CMA Light: A novel Minibatch Algorithm for large-scale non convex finite sum optimization
Abstract
Tensor Methods for Nonconvex Optimization using Cubic-quartic regularization models
Abstract
High-order tensor methods for solving both convex and nonconvex optimization problems have recently generated significant research interest, due in part to the natural way in which higher derivatives can be incorporated into adaptive regularization frameworks, leading to algorithms with optimal global rates of convergence and local rates that are faster than Newton's method. On each iteration, to find the next solution approximation, these methods require the unconstrained local minimization of a (potentially nonconvex) multivariate polynomial of degree higher than two, constructed using third-order (or higher) derivative information, and regularized by an appropriate power of the change in the iterates. Developing efficient techniques for the solution of such subproblems is currently, an ongoing topic of research, and this talk addresses this question for the case of the third-order tensor subproblem.
In particular, we propose the CQR algorithmic framework, for minimizing a nonconvex Cubic multivariate polynomial with Quartic Regularisation, by sequentially minimizing a sequence of local quadratic models that also incorporate both simple cubic and quartic terms. The role of the cubic term is to crudely approximate local tensor information, while the quartic one provides model regularization and controls progress. We provide necessary and sufficient optimality conditions that fully characterise the global minimizers of these cubic-quartic models. We then turn these conditions into secular equations that can be solved using nonlinear eigenvalue techniques. We show, using our optimality characterisations, that a CQR algorithmic variant has the optimal-order evaluation complexity of $O(\epsilon^{-3/2})$ when applied to minimizing our quartically-regularised cubic subproblem, which can be further improved in special cases. We propose practical CQR variants that judiciously use local tensor information to construct the local cubic-quartic models. We test these variants numerically and observe them to be competitive with ARC and other subproblem solvers on typical instances and even superior on ill-conditioned subproblems with special structure.

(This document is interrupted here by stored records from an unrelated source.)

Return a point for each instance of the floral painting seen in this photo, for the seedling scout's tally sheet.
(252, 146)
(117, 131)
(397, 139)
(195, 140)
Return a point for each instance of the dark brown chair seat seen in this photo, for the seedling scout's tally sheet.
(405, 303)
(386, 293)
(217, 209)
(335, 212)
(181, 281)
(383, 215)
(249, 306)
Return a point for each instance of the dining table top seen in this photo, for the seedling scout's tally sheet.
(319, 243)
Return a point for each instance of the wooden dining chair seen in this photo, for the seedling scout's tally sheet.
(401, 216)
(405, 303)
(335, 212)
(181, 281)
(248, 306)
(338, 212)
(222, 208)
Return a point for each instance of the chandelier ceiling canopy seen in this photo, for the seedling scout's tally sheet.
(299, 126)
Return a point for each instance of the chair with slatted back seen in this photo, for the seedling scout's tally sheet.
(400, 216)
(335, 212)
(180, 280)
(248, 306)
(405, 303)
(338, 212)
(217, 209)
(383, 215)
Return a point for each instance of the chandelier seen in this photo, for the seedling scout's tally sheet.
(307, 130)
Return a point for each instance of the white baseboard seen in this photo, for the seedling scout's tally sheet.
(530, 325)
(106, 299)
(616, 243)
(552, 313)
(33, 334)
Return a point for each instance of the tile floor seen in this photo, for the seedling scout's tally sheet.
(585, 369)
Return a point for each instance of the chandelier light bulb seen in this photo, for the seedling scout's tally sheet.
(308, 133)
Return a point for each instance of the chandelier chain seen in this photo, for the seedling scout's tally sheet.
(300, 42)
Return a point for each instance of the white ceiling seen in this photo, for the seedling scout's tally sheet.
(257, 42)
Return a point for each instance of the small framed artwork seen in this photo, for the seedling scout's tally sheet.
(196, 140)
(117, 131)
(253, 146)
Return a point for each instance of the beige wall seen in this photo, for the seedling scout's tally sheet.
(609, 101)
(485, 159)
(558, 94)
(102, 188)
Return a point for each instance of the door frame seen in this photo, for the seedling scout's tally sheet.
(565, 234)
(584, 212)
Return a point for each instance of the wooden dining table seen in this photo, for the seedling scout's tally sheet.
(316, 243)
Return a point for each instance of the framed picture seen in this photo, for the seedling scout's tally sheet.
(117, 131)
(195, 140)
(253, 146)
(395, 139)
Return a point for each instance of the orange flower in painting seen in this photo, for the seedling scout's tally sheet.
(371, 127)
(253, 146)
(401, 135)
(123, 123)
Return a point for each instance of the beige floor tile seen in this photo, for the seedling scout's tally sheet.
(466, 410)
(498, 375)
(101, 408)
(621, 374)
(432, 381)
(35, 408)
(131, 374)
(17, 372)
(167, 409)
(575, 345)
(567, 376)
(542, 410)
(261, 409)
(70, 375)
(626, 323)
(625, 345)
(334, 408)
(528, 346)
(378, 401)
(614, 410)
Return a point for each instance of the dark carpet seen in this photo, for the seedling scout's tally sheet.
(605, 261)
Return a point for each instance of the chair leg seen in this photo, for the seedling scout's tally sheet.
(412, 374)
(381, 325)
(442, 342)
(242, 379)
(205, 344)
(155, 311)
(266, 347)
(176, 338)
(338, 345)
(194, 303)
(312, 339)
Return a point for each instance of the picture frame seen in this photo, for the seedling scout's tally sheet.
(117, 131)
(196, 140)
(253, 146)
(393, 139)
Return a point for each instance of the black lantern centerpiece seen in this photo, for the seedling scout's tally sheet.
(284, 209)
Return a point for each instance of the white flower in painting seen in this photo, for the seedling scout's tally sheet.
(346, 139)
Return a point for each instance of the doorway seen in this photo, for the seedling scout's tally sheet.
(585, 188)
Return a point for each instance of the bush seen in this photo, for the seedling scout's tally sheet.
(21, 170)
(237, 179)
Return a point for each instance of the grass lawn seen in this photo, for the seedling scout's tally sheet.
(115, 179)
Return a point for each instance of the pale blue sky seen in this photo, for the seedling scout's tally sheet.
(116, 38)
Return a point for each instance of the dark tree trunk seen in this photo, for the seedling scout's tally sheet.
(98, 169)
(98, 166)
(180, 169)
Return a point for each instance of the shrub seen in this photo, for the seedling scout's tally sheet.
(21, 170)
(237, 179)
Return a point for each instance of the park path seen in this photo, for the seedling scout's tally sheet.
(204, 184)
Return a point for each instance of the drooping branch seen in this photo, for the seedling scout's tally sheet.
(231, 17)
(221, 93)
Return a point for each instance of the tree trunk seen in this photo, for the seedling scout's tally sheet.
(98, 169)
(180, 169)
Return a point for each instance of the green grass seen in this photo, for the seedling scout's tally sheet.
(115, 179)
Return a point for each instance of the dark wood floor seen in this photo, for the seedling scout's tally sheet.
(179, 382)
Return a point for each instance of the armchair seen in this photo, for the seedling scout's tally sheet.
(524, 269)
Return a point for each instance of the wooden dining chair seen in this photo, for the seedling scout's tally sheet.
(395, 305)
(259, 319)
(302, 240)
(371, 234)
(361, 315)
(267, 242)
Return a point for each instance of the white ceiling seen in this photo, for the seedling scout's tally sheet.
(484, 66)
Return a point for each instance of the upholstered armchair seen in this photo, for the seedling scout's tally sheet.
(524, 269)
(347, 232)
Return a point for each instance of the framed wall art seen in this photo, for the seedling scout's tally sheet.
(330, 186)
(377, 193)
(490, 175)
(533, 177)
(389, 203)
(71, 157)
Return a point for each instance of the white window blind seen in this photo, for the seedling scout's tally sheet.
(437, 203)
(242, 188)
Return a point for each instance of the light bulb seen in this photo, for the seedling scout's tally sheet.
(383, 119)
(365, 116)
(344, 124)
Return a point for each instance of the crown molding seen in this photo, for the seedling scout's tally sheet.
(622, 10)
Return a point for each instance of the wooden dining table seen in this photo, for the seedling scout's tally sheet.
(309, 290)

Computing $H^2$-conforming finite element approximations without having to implement $C^1$-elements
Abstract
Fourth-order elliptic problems arise in a variety of applications from thin plates to phase separation to liquid crystals. A conforming Galerkin discretization requires a finite dimensional subspace of $H^2$, which in turn means that conforming finite element subspaces are $C^1$-continuous. In contrast to standard $H^1$-conforming $C^0$ elements, $C^1$ elements, particularly those of high order, are less understood from a theoretical perspective and are not implemented in many existing finite element codes. In this talk, we address the implementation of the elements. In particular, we present algorithms that compute $C^1$ finite element approximations to fourth-order elliptic problems and which only require elements with at most $C^0$-continuity. We also discuss solvers for the resulting subproblems and illustrate the method on a number of representative test problems.